I was previously using the Replicate API for OpenAI’s whisper. This required a file URL as the parameter rather than sending the raw file directly through HTTP.
It would be great if we could get an option to provide either a file or a direct URL to a storage service like Google Bucket etc. Some people are using services which cannot save files locally.
For most applications (esp high-scale), it really isn’t practical to store files locally versus using S3/GCB. Right now, I have to act as a middleman between GCP and OpenAI, Downloading and then uploading a file every time I need to perform transcription.
OpenAI has made the best software of the century, and I love you guys. Thank you for all the work you’ve already done.

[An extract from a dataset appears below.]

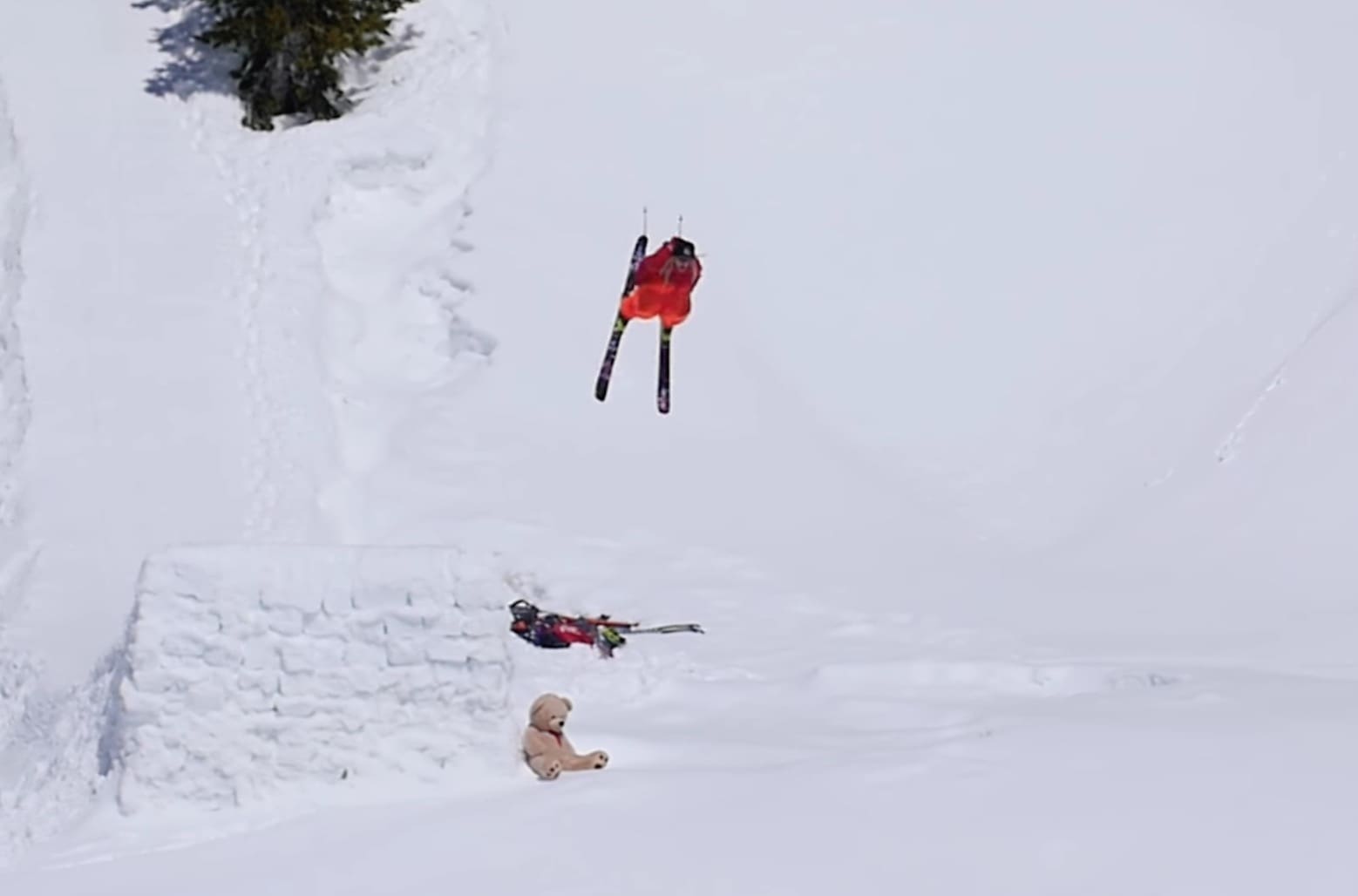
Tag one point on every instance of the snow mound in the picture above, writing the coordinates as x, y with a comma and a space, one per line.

+1 I’m running into this exact issue where I have the URL and don’t want to download/upload the audio file for transcription. It’s going to force me to write and host a function.
same. it would be great if there file also accepts URL from cloud storage or AWS storage so we don’t have to upload twice just upload to cloud first and then manage everything from there as we also don’t get any response URL to see check the file
I run this code in a Node.js 20 environment, hosted as Google Cloud Function. However, maybe you should check out on which runtime environment your PA app is built on. Since OpenAI lib seems to expect a ReadableStream object, you could also try to replace file: audio_file by file: audio_file.body (haven’t tested it yet).